HakaiInstitute / hakai-datasets

Hakai Datasets that are going into https://catalogue.hakai.org/erddap/
0 stars 0 forks source link

Generate DOI for some Hakai Research Datasets #70

Closed JessyBarrette closed 2 years ago

JessyBarrette commented 2 years ago

DOI Generation for some Hakai Research Datasets

Issue description

The following Hakai datasets will need to have a DOI generated. Some of them are not quite yet available within the Hakai CKAN system and would also need to be made available there:

Dataset Hakai Metadata Record CKAN DOI
Hakai Nutrient Research Metadata CKAN
Hakai Chlorophyll Research Metadata CKAN https://doi.org/10.21966/wsvt-ew96
Hakai Water Properties Profiles Research Metadata CKAN https://doi.org/10.21966/6cz5-6d70
Dosser et al. (2021) Hakai Nutrients Metadata CKAN https://doi.org/10.21966/j3j5-wt70

** This table will be updated as the different components are available.

JessyBarrette commented 2 years ago

@timvdstap Once we have the different datasets available within the Hakai CKAN website. It would be good to generate a DOI for each individual dataset.

JessyBarrette commented 2 years ago

Hi @timvdstap, I just added the Dosser et al. dataset to the table above for all the hakai datasets. All those would need a DOI attached to the Hakai CKAN record. Let me know when this is available!

timvdstap commented 2 years ago

Hey @JessyBarrette -- I'll pass this request on to @Br-Johnson if that's OK. Brett's more experienced with minting DOIs!

@Br-Johnson any chance you can help Jessy out with this?

Br-Johnson commented 2 years ago

No problem.

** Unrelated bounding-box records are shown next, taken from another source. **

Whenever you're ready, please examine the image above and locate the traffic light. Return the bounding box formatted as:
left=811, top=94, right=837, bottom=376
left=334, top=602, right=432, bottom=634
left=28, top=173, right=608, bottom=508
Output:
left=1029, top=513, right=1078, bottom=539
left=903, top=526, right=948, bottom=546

The CKAN record for the nutrient dataset says it's deleted...

Just wondering why in the titles of the CKAN datasets do they end in ',Research'? I noticed there are some ',Provisional' records as well. What is the strategy there?

I will mint DOIs for Chlorophyll, Water Properties, and Dosser et al. now.

Br-Johnson commented 2 years ago

OK, I've updated the DOI table above with the appropriate DOIs

JessyBarrette commented 2 years ago

Awesome thanks Brett!

On Mon, Dec 13, 2021 at 7:31 PM Brett Johnson @.***> wrote:

OK, I've updated the DOI table above with the appropriate DOIs

— You are receiving this because you were mentioned. Reply to this email directly, view it on GitHub https://github.com/HakaiInstitute/hakai-datasets/issues/70#issuecomment-993038715, or unsubscribe https://github.com/notifications/unsubscribe-auth/AHICYOJTB6B4AHFPCHEIIYDUQ2F7BANCNFSM5ICKKZGA . Triage notifications on the go with GitHub Mobile for iOS https://apps.apple.com/app/apple-store/id1477376905?ct=notification-email&mt=8&pt=524675 or Android https://play.google.com/store/apps/details?id=com.github.android&referrer=utm_campaign%3Dnotification-email%26utm_medium%3Demail%26utm_source%3Dgithub.

-- Jessy Barrette M.Sc. Marine Instrumentation Specialist Hakai Institute https://www.hakai.org/ | @.*** | (C) (250) 208-7806

JessyBarrette commented 2 years ago

Thanks the DOIs were now added to the CKAN metadata records. I will also update the ERDDAP datasets to include the DOIs by following the ACDD convention {"id" and "naming_authority" global attributes).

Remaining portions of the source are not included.